EPSEL: Ensure PySpark Executor Logging
epsel
is a simple Python module that provides
a decorator based approach to enable/ensure standard Python logging
from PySpark Executors.
The problem: logging from my PySpark executors doesn't work
In PySpark, the actual data processing is done in so called "executors", which are forked processes that are separate from the "driver" program. As a user you have full control over the driver process, but not so much over the executor processes.
For example, in your PySpark driver program you can set up
standard Python logging as desired,
but this setup is not replicated in the executor processes.
There are no (default) logging handlers, so all logging messages are lost.
Since Python 3.2 however, when there are no handlers,
there is still a "last resort" handler that will show
warning()
and error()
messages in their bare format on standard error,
but you probably want something more flexible than that.
Illustration in interactive PySpark shell:
>>> import os, logging
>>> logging.basicConfig(level=logging.INFO)
>>> def describe():
... return "pid: {p}, root handlers: {h}".format(p=os.getpid(), h=logging.root.handlers)
...
>>> describe()
'pid: 3376, root handlers: [<StreamHandler <stderr> (NOTSET)>]'
>>> sc.parallelize([1, 2, 3]).map(lambda x: describe()).collect()

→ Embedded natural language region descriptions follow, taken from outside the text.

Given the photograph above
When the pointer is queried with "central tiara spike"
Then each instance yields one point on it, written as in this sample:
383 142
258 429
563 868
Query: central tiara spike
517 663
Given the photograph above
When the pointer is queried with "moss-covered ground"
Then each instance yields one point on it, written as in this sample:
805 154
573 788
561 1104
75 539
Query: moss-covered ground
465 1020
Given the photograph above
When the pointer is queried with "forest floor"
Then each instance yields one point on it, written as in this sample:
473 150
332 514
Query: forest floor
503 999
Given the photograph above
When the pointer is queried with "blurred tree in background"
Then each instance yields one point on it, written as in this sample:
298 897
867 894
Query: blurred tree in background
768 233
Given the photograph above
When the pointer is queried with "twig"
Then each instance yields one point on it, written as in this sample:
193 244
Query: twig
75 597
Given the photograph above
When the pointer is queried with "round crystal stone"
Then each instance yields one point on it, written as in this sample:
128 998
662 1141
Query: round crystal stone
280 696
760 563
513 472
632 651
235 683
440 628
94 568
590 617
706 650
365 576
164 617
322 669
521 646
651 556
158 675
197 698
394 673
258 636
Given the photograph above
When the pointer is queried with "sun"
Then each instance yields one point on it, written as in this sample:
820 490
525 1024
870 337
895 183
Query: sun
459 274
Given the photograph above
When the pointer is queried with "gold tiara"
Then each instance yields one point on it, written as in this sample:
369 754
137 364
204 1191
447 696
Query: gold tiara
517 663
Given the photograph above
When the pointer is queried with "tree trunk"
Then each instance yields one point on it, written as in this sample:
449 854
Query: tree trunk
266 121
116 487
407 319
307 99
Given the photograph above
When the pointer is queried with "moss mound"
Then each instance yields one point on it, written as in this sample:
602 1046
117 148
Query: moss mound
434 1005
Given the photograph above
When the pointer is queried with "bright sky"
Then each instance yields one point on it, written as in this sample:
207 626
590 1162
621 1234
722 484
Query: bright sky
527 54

['pid: 4153, root handlers: []', 'pid: 4136, root handlers: []', 'pid: 4120, root handlers: []']
The first describe()
happens in the driver and has root handlers because
of the basicConfig()
earlier.
However, the describe()
calls in the map()
happen in separate process
(note the different PIDs) and have no root handlers.
EPSEL: decorator based logging setup for PySpark executors
Around the web you can find various solutions to set up logging in your executors. It typically involves passing and loading a separate file with logging setup code. Managing this file might be cumbersome depending on your use case.
In contrast, epsel
takes a decorator based approach.
You just have to decorate the data processing functions you are passing
to map()
, filter()
, sortBy()
, etc.
A very minimal example:
@epsel.ensure_info_logging
def process(x):
logger.info("Got {x}".format(x=x))
return x * x
result = rdd.map(process).collect()
What will happen here is that the first time process()
is called
in the executor, basic logging is set up with INFO
level,
so that logging messages are not lost.
Options and finetuning
The ensure_basic_logging
decorator will do a basic logging setup using
logging.basicConfig()
,
and desired options can be directly provided to the decorator
as illustrated in the following example using the interactive PySpark shell:
>>> import logging
>>> from epsel import ensure_basic_logging
>>> logger = logging.getLogger("example")
>>> @ensure_basic_logging(level=logging.INFO)
... def process(x):
... logger.info("Got {x}".format(x=x))
... return x * x
...
>>> sc.parallelize(range(5)).map(process).collect()
INFO:example:Got 0
INFO:example:Got 1
INFO:example:Got 3
INFO:example:Got 2
INFO:example:Got 4
[0, 1, 4, 9, 16]
To improve readability or code reuse, you can of course predefine decorators:
with_logging = ensure_basic_logging(
level=logging.INFO,
format="[%(process)s/%(name)s] %(levelname)s %(message)s"
)
@with_logging
def process(x):
...
epsel
also defines some simple predefined decorators:
# Predefined decorator for stderr/INFO logging
ensure_info_logging = ensure_basic_logging(level=logging.INFO)
# Predefined decorator for stderr/DEBUG logging
ensure_debug_logging = ensure_basic_logging(level=logging.DEBUG)
Fine-grained logging set up
If the logging.basicConfig()
API is not flexible enough for your desired setup,
you can also inject more advanced setup code with the on_first_time
decorator.
This decorator is not limited to logging setup, it just expects
a callable (that can be called without arguments). A very simple example:
@epsel.on_first_time(lambda: print("hello world"))
def process(x):
....
This will print "hello world" the first time the process
function is
called in each executor.